Pedro tem os sentidos apurados. O paladar sente o seco do ar, que irrita a garganta apertada. Ele sufoca de penumbra durante o dia e apaga os olhos quando ve o sol. Ele sente o cheiro pela boca. Sente o gosto do amargo doce perfume que passa pelas manhas na sua janela. É pela boca que ele ouve a batida do coração. É na garganta que ele dispara. Pedro não fala e estanca qualquer palavra que fica martelando a noite no travesseiro. Mas as palavras têm gosto na boca de Pedro. Gosto de esquecimento. De memória perdida. De tudo que Pedro disse e não se lembra. E por isso Pedro se sente inteiro, mesmo em pedaços. Porque sem memória, sem passado, Pedro é busca e entrega constante. Busca o gosto do sonho, do impossível, da estrada. O gosto do ar, na janela do carro, fascina. E Pedro segue.

Eu nunca sei se ele volta. Mas quando passa, Pedro me deixa entre a felicidade e a exaustão. Entre o delírio e a verdade. E eu fico aqui, sempre na espera por Pedro, por mim.

9 de abril de 2010

Cala boca, Pedro!

Eu ontem: Ah Pedro. Fala sério. Esse papel em branco aqui é pra quê? Ta louco? Vai escrever.

Ele hoje: Luciana. Meus papeis em branco sobre sua mesa, sob sua cama, são apenas para te lembrar que grito por você. Te grito a liberdade e você insiste em me manter preso, atrás dessas estúpidas esperas que você insiste em contar. Cansei. Esse papo de louco me confunde. Compra um vinho, fica de chinelo. Senta na sacada e observa o vento. Pára. A estrela cadente é coisa de gente decadente. Vai me procurar no bosque. Alias. Pára de me procurar. Estou dentro de você, caramba. Que merda. O carinho não vale? A mão não te segura mais? Tenta de novo. Eu to aqui. A folha em branco é apenas para você me libertar. Tenta agora, no meio do caos. Vai ver como sou azul, da cor que você sempre pinta na janela. Até breve.

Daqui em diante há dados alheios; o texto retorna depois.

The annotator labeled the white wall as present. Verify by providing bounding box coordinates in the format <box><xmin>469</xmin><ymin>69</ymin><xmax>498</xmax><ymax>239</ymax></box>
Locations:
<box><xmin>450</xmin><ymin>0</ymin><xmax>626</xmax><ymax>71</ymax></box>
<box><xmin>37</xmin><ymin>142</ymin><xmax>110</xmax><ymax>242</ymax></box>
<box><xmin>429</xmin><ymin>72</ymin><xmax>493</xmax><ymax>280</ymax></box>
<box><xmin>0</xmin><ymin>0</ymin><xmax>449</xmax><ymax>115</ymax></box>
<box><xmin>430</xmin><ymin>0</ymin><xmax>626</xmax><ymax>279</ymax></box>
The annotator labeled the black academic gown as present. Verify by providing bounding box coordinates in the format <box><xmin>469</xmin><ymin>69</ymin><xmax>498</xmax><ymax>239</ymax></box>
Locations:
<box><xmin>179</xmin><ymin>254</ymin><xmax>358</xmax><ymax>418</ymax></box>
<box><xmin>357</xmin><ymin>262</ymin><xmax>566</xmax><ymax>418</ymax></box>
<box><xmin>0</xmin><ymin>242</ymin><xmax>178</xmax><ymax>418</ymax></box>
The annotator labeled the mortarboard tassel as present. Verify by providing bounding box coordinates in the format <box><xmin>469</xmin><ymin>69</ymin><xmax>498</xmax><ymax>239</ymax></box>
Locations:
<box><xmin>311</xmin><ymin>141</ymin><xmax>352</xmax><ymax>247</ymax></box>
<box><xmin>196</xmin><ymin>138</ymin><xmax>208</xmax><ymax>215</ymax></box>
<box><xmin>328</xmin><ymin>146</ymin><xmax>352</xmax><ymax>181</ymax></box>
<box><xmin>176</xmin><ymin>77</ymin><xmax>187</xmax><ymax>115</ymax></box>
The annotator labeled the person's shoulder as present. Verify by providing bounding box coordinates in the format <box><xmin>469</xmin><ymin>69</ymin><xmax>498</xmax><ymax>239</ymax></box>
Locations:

Eu hoje: Nossa. Grosso! Fica quietinho ai, na tua! To sem tempo pra ficar te escrevendo. Bendita hora que te trouxe de volta pro meus contos. Pedro infeliz. Não sabe esperar? Que coisa....

da espera

os olhos pedem calma
à alma que corre o rio
de sede, a parede
que consome o ar
no calor sabor do chão
um passo apressado
inquieto dos vícios
de surgir partir ao meio
no contrário da presença
que dói me constrói
com brisa e sonho
para todos os dias vadios
intensos soltos amarrados
do gosto seco de pele arde
que busca encontra inteiro
nas partes, artes de se fazer
contradição oposto extremo
que completam o sentido
do fogo doce que
me consome aos poucos

8 de abril de 2010

Da construção que se faz
tenho apenas uma carta de baralho
que o vento entra e vira pedra
Do que se faz construção
do baralho tenho todas as cartas
que a pedra rolou no vento
Que se construção faz
o baralho que me tem
da pedra que estancou o vento
que libertou o mar

olhe

aqui
do
lado
fora
dentro
lado
aqui
escuta
ta vendo?
aqui!
passou...

7 de abril de 2010

funciona assim

desliga liga desliga liga
desliga liga desliga liga
desliga liga desliga
liga
desliga

eu sou assim,nao vou mudar. Tento, até tento. Mas não depende de mim. Depende do botãocomvidaprópria. Aff. Ligou de novo, botão filho da mãe.